Print version ISSN 0103-3131


LACERDA, CLAUDIVAN FEITOSA DE; CAMBRAIA, JOSÉ; CANO, MARCO ANTONIO OLIVA  and  RUIZ, HUGO ALBERTO. Plant growth and solute accumulation and distribution in two sorghum genotypes, under NaCl stress. Rev. Bras. Fisiol. Veg. [online]. 2001, vol.13, n.3, pp.270-284. ISSN 0103-3131.

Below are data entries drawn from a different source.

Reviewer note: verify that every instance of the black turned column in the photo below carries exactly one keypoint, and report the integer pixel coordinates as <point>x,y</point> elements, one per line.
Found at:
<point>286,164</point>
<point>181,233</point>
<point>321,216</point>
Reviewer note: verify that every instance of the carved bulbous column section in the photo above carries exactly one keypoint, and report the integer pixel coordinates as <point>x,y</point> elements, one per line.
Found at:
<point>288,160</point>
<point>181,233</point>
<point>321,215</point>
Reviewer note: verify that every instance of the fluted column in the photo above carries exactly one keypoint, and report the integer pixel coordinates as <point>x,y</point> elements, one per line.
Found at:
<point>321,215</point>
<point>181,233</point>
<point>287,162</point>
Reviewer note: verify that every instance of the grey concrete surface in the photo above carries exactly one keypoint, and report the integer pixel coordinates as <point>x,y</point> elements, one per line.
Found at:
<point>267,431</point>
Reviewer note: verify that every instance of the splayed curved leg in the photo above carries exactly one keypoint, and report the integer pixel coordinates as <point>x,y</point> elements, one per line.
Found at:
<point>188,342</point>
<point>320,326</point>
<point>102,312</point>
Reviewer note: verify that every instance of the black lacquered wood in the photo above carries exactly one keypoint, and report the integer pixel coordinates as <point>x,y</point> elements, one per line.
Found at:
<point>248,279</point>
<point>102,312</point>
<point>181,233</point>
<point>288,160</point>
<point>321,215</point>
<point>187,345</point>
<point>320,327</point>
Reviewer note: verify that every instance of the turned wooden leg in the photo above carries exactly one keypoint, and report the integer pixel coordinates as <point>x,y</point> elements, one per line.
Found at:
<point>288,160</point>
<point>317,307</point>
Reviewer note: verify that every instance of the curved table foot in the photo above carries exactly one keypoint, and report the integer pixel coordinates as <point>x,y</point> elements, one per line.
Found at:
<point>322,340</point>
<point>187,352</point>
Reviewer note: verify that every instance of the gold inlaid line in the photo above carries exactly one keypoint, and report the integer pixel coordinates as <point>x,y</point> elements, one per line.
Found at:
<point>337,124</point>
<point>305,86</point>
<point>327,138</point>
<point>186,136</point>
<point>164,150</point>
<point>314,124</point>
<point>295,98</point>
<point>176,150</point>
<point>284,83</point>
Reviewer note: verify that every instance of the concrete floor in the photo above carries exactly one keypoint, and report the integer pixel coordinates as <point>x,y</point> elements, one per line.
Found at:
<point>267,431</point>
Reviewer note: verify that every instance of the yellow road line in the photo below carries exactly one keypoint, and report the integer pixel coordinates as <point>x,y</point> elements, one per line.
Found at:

Seedlings of two sorghum (Sorghum bicolor (L.) Moench) genotypes with differential tolerance to salinity were exposed to 0 and 100 mM NaCl, gradually added in increments of 25 mM every 12 hours, in nutrient solution. Seven days after starting the salt treatment the growth of the shoot and root system and the inorganic and organic solutes contents were determined. Salinity reduced the dry matter yield and length of the shoot and root system in both sorghum genotypes, specially in the sensitive one. In general, it was observed an increase in Na+ and Cl- transfer to the shoot, in Na+ and Cl- accumulation and in the Na+/Cl- ratio but a decrease in the K+ and Ca2+ transfer to shoot and in the K+ and Ca2+ contents in the shoot, always with higher intensity in sensitive genotype. Apparently, the tolerance to high saline concentrations in sorghum seems to be related to the genotype ability to avoid accumulation of harmful levels of Na+ and Cl- and, or to maintain adequate levels of K+ and Ca2+, specially in the shoot. The soluble carbohydrates and amino acids constituted together over 98% of the total organic solutes and showed the greatest absolute increase in concentration during saline stress. Probably, the soluble carbohydrates were the most important organic solutes to contribute to the osmotic adjustment in the leaves and the amino acids in the roots. Under saline stress there was an expressive increase in proline contents, specially in the oldest leaves of sensitive genotype. The proline contents, however, even under salt stress, did not reach the levels of other organic solutes. Contrary to the general acceptance, proline does not seem to have an important role in the mechanism of salt tolerance, at least for these genotypes and under the experimental conditions applied here.

Keywords : Salinity; salt stress; salt accumulation; organic solutes accumulation; Sorghum bicolor.